Léonce, Léonce ! m’écriai-je plusieurs fois en regardant le ciel, le repos est-il descendu sur toi, et ton cœur agité cherche-t-il aussi quelques idées, quelques sentiments qui fassent supporter la perte de l’espérance ? L’invincible sort s’en va flétrissant toutes les jouissances passionnées, faut-il leur survivre ? Léonce, Léonce ! je me plaisais à dire son nom, à le prononcer dans les airs, pour qu’il me revint d’en haut, comme si le ciel l’avait répété.

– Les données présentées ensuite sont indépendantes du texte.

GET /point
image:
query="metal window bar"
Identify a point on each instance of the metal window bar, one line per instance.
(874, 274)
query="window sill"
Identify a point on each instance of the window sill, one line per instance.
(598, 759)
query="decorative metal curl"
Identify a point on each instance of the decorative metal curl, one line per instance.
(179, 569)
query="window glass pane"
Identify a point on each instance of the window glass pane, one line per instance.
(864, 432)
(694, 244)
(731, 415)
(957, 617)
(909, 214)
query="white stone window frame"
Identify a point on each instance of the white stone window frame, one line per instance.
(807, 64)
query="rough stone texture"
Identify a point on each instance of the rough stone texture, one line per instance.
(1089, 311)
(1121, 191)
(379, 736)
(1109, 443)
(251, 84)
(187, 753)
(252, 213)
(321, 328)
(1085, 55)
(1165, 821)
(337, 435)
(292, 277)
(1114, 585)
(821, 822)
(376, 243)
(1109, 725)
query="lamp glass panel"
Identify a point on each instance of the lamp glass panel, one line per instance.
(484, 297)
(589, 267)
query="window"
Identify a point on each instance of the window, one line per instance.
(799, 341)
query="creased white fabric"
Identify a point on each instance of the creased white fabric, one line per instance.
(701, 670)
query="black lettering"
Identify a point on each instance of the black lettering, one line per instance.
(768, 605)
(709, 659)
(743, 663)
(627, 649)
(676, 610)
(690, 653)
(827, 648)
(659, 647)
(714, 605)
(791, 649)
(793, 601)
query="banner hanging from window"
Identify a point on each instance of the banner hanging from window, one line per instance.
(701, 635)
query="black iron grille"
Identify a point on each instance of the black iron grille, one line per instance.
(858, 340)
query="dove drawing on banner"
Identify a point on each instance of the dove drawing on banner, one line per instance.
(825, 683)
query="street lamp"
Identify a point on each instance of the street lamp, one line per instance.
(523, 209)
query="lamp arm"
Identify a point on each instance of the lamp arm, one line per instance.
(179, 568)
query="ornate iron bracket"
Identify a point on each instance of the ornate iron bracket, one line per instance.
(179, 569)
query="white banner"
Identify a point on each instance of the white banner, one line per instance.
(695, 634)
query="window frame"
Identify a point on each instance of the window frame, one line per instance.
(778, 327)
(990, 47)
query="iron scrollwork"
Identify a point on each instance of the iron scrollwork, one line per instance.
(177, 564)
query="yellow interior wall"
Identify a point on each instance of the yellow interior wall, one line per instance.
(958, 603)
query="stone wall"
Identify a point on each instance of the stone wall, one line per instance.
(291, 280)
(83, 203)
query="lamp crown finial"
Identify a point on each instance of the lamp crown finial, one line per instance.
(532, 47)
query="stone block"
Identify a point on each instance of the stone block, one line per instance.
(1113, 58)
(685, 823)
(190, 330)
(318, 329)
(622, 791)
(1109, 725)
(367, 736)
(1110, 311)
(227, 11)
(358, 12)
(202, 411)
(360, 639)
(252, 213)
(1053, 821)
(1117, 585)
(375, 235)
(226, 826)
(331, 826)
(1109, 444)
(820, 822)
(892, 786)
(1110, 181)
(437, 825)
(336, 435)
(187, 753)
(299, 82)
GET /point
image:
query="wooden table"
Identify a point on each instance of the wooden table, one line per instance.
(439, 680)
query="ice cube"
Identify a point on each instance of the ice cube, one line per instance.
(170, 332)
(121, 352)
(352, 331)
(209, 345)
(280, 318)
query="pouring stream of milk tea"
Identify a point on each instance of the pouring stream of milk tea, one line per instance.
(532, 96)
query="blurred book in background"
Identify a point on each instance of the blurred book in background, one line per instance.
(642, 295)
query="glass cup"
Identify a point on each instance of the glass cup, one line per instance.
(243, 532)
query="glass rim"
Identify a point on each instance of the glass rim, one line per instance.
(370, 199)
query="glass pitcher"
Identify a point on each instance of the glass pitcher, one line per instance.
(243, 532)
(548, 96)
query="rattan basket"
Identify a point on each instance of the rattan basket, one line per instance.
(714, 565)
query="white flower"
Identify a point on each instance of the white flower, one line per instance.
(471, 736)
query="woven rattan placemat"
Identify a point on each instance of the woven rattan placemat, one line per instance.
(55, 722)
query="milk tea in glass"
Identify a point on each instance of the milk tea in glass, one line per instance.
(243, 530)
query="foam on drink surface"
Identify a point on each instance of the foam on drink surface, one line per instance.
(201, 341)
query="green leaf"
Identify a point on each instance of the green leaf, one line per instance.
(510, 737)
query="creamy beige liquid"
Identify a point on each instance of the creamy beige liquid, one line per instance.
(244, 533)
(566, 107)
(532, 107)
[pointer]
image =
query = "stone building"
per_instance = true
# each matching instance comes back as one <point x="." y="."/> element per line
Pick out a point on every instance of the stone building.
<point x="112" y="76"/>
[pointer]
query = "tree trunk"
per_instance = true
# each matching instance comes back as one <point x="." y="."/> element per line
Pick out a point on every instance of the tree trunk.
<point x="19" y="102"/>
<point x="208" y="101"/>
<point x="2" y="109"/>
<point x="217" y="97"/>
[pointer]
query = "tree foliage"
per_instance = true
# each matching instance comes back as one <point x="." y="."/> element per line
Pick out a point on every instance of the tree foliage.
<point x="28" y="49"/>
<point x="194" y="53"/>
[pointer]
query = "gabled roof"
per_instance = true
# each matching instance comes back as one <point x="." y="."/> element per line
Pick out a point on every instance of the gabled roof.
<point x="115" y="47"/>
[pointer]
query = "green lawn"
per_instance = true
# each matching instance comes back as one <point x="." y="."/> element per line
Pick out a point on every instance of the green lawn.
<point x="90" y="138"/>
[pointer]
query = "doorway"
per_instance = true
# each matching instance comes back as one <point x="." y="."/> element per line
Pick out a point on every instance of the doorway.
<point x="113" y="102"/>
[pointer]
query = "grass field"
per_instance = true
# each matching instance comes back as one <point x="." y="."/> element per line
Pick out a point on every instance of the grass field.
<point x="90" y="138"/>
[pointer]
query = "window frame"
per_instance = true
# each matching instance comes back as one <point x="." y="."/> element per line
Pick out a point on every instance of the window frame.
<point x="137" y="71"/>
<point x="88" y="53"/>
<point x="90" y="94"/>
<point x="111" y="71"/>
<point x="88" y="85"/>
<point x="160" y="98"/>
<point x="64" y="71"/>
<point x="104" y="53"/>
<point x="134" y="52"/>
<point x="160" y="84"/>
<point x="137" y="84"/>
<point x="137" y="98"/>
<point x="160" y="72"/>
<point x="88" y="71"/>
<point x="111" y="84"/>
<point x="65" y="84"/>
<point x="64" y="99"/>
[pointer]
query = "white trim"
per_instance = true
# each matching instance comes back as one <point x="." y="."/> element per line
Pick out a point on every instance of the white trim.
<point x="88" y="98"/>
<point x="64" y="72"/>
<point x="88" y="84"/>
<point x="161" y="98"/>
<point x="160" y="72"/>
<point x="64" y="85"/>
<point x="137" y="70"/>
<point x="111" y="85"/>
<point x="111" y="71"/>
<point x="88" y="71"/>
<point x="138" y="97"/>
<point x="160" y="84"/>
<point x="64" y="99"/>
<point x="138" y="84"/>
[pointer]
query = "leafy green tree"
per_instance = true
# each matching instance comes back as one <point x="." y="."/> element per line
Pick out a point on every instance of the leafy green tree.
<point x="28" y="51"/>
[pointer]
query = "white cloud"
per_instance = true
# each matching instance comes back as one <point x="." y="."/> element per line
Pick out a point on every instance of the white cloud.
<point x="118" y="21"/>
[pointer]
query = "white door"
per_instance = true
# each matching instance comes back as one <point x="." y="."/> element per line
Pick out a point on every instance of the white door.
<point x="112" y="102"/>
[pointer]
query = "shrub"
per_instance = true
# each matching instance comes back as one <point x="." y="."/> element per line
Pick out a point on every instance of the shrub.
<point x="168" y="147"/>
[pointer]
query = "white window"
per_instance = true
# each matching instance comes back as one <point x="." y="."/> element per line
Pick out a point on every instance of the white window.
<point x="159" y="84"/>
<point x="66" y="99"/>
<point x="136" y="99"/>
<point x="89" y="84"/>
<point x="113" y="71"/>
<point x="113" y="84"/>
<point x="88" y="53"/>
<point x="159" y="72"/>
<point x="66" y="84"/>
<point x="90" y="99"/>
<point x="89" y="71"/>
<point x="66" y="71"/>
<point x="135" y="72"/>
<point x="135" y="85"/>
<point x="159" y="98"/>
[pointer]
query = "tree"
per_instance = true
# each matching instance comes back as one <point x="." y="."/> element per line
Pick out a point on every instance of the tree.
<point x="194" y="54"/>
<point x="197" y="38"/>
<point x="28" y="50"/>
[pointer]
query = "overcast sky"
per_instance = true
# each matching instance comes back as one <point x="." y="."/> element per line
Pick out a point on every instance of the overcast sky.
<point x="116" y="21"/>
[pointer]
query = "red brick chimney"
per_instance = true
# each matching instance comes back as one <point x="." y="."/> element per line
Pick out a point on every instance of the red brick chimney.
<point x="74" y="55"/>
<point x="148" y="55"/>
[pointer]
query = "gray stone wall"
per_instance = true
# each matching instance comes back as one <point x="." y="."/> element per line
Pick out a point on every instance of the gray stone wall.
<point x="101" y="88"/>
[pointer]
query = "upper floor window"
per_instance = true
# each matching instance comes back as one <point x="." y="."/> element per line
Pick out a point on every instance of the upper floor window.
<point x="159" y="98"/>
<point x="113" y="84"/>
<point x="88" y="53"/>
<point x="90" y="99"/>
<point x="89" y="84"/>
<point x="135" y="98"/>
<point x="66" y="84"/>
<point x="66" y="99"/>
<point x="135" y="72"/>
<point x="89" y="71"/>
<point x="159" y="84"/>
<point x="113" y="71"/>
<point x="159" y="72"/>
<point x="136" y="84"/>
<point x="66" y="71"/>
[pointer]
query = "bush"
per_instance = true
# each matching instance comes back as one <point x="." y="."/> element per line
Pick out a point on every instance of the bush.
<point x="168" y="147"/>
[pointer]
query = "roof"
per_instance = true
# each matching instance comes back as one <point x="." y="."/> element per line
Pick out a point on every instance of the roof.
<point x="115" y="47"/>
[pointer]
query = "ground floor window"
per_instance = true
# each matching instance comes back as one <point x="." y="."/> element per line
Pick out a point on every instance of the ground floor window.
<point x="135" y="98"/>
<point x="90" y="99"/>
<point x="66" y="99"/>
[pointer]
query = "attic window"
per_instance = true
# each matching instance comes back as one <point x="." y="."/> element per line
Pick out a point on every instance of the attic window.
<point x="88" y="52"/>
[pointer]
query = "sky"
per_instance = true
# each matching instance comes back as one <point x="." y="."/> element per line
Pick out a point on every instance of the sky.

Tout à coup j’entendis des gémissements dans une maison vis-à-vis de la mienne ; la fenêtre en était ouverte, et les plaintes arrivaient jusqu’à moi, qui, seule éveillée dans la ville, pouvais seule les entendre. Ces accents de la douleur me touchèrent profondément ; il me semblait que pour la première fois, dans ces lieux, il existait un être qui ne m’était plus étranger, puisqu’il pouvait avoir besoin de ma pitié. J’élevai deux ou trois fois la voix pour offrir mes secours, on ne me répondit pas, et les gémissements cessèrent. Je demandai, le matin, qui demeurait dans la maison d’où j’avais entendu partir des plaintes, et j’appris qu’elle était habitée par une femme âgée et malade, qui souffrait pendant la nuit, mais trouvait assez de soulagement pendant le jour, dans les derniers plaisirs de l’existence physique qu’elle pouvait encore supporter. Voilà donc, me dis-je alors, quelle est la perspective de la destinée humaine ! quand les douleurs morales finiront, les douleurs physiques s’empareront de notre âme affaiblie, et la mort s’annoncera d’avance par la dégradation de notre être ! Oh ! la vie ! la vie ! que de fois, depuis que j’ai quitté Léonce, j’ai répété cette invocation ! mais on l’interroge en vain, en vain on lui demande son secret et son but, elle passe sans répondre, sans que les cris ni les pleurs, la raison ni le courage, puissent jamais hâter ni retarder son cours.